There are also variants of these variable templates which take a potential sorter type and an iterator type. They exist to check whether the sorter can be called with a pair of iterators.

template<typename Sorter, typename Iterator>
constexpr bool is_sorter_iterator = /* implementation-defined */;

template<typename Sorter, typename Iterator, typename Compare>
constexpr bool is_comparison_sorter_iterator = /* implementation-defined */;

template<typename Sorter, typename Iterator, typename Projection>
constexpr bool is_projection_sorter_iterator = /* implementation-defined */;

template<typename Sorter, typename Iterator, typename Compare, typename Projection>
constexpr bool is_comparison_projection_sorter_iterator = /* implementation-defined */;

sorter_traits

The class template sorter_traits<Sorter> contains information about sorters and sorter adapters such as the kind of iterators accepted by a sorter and whether it implements or not a stable sorting algorithm.

template<typename Sorter>
struct sorter_traits {};

This class template can be specialized for every sorter object and contains the following fields:

• using iterator_category = /* depends on the sorter */;
• static constexpr bool is_stable = /* depends on the context */;

The non-specialized version of sorter_traits is defined but empty for SFINAE-friendliness.

iterator_category

template<typename Sorter>
using iterator_category = typename sorter_traits<Sorter>::iterator_category;

Some tools need to know which category of iterators a sorting algorithm can work with. Therefore, a well-defined sorter shall provide one of the standard library iterator tags in order to document that.

When a sorter is adapted so that it may be used with several categories of iterators, the resulting sorter's iterator category will correspond to the most permissive among the original sorters. For example, if an hybrid_sorter merges sorting algorithms with std::forward_iterator_tag and std::random_access_iterator_tag, the resulting sorter's category will be std::forward_iterator_tag since it is guaranteed to work with any iterable type which has at least forward iterators.

is_stable

template<typename Sorter>
constexpr bool is_stable = sorter_traits<Sorter>::is_stable;

This variable template contains a boolean value which tells whether a sorting algorithm is stable or not. This information may be useful in some contexts.

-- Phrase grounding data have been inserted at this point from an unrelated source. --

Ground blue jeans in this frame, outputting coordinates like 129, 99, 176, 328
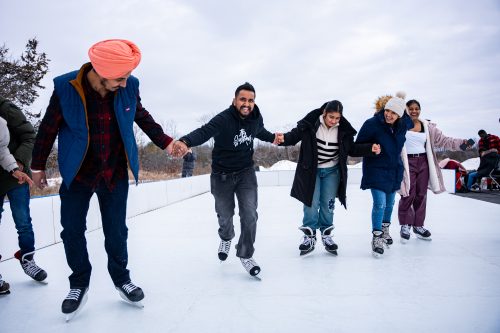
0, 184, 35, 255
467, 171, 478, 189
210, 167, 258, 259
59, 179, 130, 288
302, 166, 340, 232
370, 189, 396, 231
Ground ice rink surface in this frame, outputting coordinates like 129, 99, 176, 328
1, 185, 499, 333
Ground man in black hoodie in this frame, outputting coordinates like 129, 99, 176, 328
174, 82, 279, 278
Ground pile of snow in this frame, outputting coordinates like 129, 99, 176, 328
259, 160, 297, 171
259, 160, 363, 171
461, 157, 480, 171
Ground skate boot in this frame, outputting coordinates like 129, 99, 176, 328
381, 222, 393, 246
240, 257, 261, 278
413, 226, 432, 240
116, 281, 145, 307
298, 226, 316, 256
62, 287, 89, 321
372, 230, 385, 258
400, 224, 411, 243
218, 239, 231, 261
14, 250, 47, 283
321, 226, 338, 255
0, 274, 10, 295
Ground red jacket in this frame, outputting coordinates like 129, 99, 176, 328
478, 134, 500, 154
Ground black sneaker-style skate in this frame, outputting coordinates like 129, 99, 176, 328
298, 226, 316, 256
413, 226, 432, 240
321, 226, 338, 255
218, 239, 231, 261
400, 224, 411, 243
14, 250, 47, 283
240, 257, 261, 278
62, 287, 89, 321
372, 230, 385, 258
116, 281, 145, 307
381, 222, 393, 246
470, 183, 481, 192
0, 274, 10, 295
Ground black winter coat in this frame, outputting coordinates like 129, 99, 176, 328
283, 107, 374, 208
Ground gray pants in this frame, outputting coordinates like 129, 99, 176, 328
210, 167, 258, 259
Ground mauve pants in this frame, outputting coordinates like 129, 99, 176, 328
398, 155, 429, 226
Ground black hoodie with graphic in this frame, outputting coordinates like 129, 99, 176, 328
180, 104, 274, 173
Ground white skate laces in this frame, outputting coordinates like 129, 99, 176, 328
121, 282, 139, 294
218, 240, 231, 255
65, 288, 83, 301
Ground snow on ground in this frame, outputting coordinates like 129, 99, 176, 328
0, 184, 499, 333
462, 157, 480, 171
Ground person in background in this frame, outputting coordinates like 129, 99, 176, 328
355, 92, 413, 257
280, 100, 380, 256
173, 82, 281, 278
398, 99, 470, 242
468, 129, 500, 191
181, 150, 196, 177
0, 98, 46, 287
31, 39, 175, 318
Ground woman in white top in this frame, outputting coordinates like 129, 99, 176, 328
398, 99, 468, 242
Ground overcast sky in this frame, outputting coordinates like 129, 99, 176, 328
1, 0, 499, 141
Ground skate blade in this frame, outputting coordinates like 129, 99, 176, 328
372, 251, 383, 258
36, 279, 49, 285
299, 248, 315, 256
325, 250, 338, 256
400, 238, 409, 244
118, 290, 145, 308
416, 235, 432, 241
64, 292, 88, 322
0, 290, 10, 295
252, 275, 262, 281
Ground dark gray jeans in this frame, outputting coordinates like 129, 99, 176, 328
210, 167, 258, 259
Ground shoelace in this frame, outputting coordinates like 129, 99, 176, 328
21, 259, 43, 278
240, 258, 258, 272
322, 235, 335, 246
401, 225, 411, 235
65, 289, 82, 301
121, 282, 138, 294
301, 236, 316, 247
373, 236, 385, 249
414, 226, 428, 234
218, 240, 231, 254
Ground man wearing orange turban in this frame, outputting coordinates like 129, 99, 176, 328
31, 39, 176, 320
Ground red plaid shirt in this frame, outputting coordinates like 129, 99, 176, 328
32, 66, 172, 190
478, 134, 500, 154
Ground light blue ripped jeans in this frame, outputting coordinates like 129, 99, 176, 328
302, 165, 340, 232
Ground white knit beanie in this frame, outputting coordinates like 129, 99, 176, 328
384, 91, 406, 117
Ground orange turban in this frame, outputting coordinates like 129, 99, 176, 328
88, 39, 142, 79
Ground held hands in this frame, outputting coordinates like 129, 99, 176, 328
171, 140, 189, 158
372, 144, 381, 155
32, 170, 47, 189
273, 133, 284, 145
11, 169, 34, 186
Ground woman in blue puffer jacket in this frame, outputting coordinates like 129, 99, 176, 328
356, 92, 413, 257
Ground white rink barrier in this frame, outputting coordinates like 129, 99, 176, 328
0, 169, 455, 260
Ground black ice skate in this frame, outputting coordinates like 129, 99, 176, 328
0, 273, 10, 295
240, 257, 261, 279
372, 230, 385, 258
14, 250, 47, 283
298, 226, 316, 256
381, 222, 393, 246
218, 239, 231, 261
62, 287, 89, 322
116, 281, 145, 308
413, 226, 432, 240
321, 226, 338, 255
400, 224, 411, 243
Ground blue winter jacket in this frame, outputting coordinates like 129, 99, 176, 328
356, 111, 413, 193
54, 63, 140, 188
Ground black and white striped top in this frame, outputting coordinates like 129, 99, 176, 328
316, 115, 339, 168
317, 138, 339, 167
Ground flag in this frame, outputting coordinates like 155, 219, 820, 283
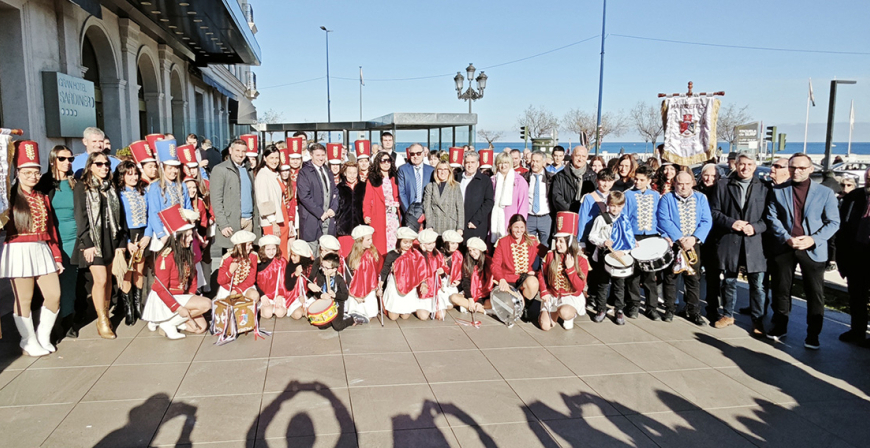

When a sorter adapter is used, the stability of the resulting sorter is true if and only if its stability can be guaranteed and false otherwise, even when the adapted sorter may be stable (for example, self_sort_adapter is always false since you can't guarantee the stability of any sort method).

rebind_iterator_category

template<typename Sorter, typename Category>
struct rebind_iterator_category;

This class allows to get a sorter similar to the one passed but with a stricter iterator category. For example, it can generate a sorter whose iterator category is std::bidirectional_iterator_tag from another sorter whose iterator category is std::forward_iterator_tag. It is mostly ueful to make several sorters with the same iterator category work for different iterator categories in an hybrid_adapter. Let's say we have two sorters, foo_sorter and bar_sorter; both have the iterator category std::forward_iterator_tag, but foo_sorter is the best to sort forward iterators while bar_sorter benefits from some optimizations for bidirectional and random-access iterators. It is possible to use the best of both with the following sorter:

using sorter = cppsort::hybrid_adapter<
    foo_sorter,
    cppsort::rebind_iterator_category<
        bar_sorter,
        std::bidirectional_iterator_tag
    >
>;

The sorter above will pick foo_sorter for forward iterators, but it will pick bar_sorter for bidirectional and random-access iterators. A compile-time error will occur if one tries to rebind to an iterator category that is not derived from the sorter's original iterator category.